Schaumburg’s rise due to relocation of Pure Oil headquarters in 1958

Schaumburg may be well-known for Woodfield Mall but the Chicago suburb was helped on the path to becoming an edge city (see Joel Garreau’s 1991 book) when Pure Oil relocated from downtown Chicago to fields near Schaumburg in the late 1950s:

Frandsen knows it all started nearly 15 years earlier with the construction of the Pure Oil building on the opposite side of Golf Road — the same building that’s now Roosevelt University’s Schaumburg campus…

Though a corporation’s move from the city to the suburbs is a scenario that’s been repeated many times since, one difficulty at the time was establishing a fair and true price for land that had previously been purely agricultural, Frandsen said.

Along with the company’s move came its employees’ relocation to the suburbs as well. Frandsen and his growing family moved to Arlington Heights, one of the nearest residential areas to the office site which was then in unincorporated Palatine Township.

Unlike today, when the one-story building crouches behind a taller strip mall to the south and IKEA to the north, Pure Oil’s headquarters sat like an island among the fields that continued to be leased to farmers.

It is critical to remember that the post-World War II suburbanization boom in the United States wasn’t just about people moving to the suburbs: many businesses relocated as well.
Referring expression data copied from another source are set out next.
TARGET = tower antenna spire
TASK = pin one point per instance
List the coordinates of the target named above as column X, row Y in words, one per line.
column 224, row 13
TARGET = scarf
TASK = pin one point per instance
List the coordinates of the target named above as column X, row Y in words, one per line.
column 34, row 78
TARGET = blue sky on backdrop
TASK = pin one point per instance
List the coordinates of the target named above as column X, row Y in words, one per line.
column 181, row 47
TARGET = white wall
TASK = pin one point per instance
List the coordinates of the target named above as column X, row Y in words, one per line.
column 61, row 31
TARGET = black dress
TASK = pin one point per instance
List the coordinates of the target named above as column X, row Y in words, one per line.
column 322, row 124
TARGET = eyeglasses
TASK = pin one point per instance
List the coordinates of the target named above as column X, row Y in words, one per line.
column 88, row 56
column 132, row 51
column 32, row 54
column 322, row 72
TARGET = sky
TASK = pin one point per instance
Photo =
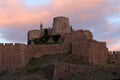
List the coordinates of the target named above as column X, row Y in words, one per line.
column 101, row 17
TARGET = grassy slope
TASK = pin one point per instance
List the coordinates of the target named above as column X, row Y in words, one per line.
column 33, row 70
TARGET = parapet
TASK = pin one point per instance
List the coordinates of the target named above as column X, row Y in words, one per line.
column 61, row 25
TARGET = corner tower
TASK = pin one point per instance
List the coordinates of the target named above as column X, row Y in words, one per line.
column 61, row 25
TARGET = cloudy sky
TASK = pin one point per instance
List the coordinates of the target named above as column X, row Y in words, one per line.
column 102, row 17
Businesses moved for a variety of reasons including being closer to employees, finding cheaper land and lower taxes, wanting to have more “campus-like” developments, and being closer to the homes of executives.

If Pure Oil really did help kickstart the corporate boom in Schaumburg, this story doesn’t sound too different than that of Naperville where the opening of a Bell Labs facility in the mid 1960s along the relatively new East-West Tollway led to a number of other firms also locating nearby. Both Pure Oil and Bell Labs were originally outside of municipal boundaries and were eventually brought into city limits through annexation. Both Schaumburg and Naperville were already communities prior to the coming of these firms and the arrival of new kinds of businesses pushed community leaders to pursue new opportunities. This shift toward office space and white-collar jobs transformed both suburbs.